Vieja Ciudad de Hierro

por Israel Espinosa
@arqueorock

Uno de los recuerdos que más atesoro en mi memoria es el día que salimos en familia a comprar videojuegos al centro, eso pudo haber sido en el año de 1992, o una cosa así; recuerdo que fuimos a la zona de Salto del agua, ese día regresamos a casa con el juego de Legend of zelda, un cartucho dorado que nunca funcionó.

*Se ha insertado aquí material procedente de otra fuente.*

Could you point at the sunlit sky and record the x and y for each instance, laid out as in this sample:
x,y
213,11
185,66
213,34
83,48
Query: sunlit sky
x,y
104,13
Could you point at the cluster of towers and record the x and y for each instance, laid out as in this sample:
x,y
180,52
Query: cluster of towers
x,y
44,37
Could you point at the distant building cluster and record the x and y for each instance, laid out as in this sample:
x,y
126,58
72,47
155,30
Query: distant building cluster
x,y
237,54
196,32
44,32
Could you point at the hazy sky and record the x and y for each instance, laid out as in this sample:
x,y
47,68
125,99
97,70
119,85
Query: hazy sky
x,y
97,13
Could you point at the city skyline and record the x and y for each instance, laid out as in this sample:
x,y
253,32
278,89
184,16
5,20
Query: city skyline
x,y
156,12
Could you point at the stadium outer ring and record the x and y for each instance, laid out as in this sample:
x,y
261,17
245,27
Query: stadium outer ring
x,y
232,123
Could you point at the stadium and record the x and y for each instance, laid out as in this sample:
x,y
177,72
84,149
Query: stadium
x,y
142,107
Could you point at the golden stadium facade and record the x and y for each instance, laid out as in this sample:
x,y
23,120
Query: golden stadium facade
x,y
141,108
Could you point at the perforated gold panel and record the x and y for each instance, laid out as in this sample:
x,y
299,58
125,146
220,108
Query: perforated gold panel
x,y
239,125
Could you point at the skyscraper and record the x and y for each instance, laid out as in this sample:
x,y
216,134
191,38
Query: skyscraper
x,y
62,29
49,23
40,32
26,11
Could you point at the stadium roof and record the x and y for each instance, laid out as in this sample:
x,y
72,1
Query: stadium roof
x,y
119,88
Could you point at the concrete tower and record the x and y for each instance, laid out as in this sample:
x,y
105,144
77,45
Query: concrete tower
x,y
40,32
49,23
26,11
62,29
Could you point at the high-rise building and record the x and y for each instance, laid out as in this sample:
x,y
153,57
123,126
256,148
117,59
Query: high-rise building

Regresábamos cada navidad a comprar cosas de contrabando a los puestos del centro, aunque estuvieran defectuosas: juguetes, ropa, aparatos electrónicos. El centro histórico fue nuestro centro comercial, porque en ese momento no había plazas con grandes tiendas, ni cerveza importada, ni restaurantes de comida rápida, mucho menos “cocinas de barrio” para comer quesadillas, tamales o sopes a precios elevados, porque en ese momento todo era comida de los barrios. Esa ciudad de a poco nos la arrebatan y últimamente a puños, para mí y supongo que para varios más, cada nuevo desarrollo es un arrebato de nuestra memoria, de recuerdos que se van en nombre de grupo FEMSA o algún otro.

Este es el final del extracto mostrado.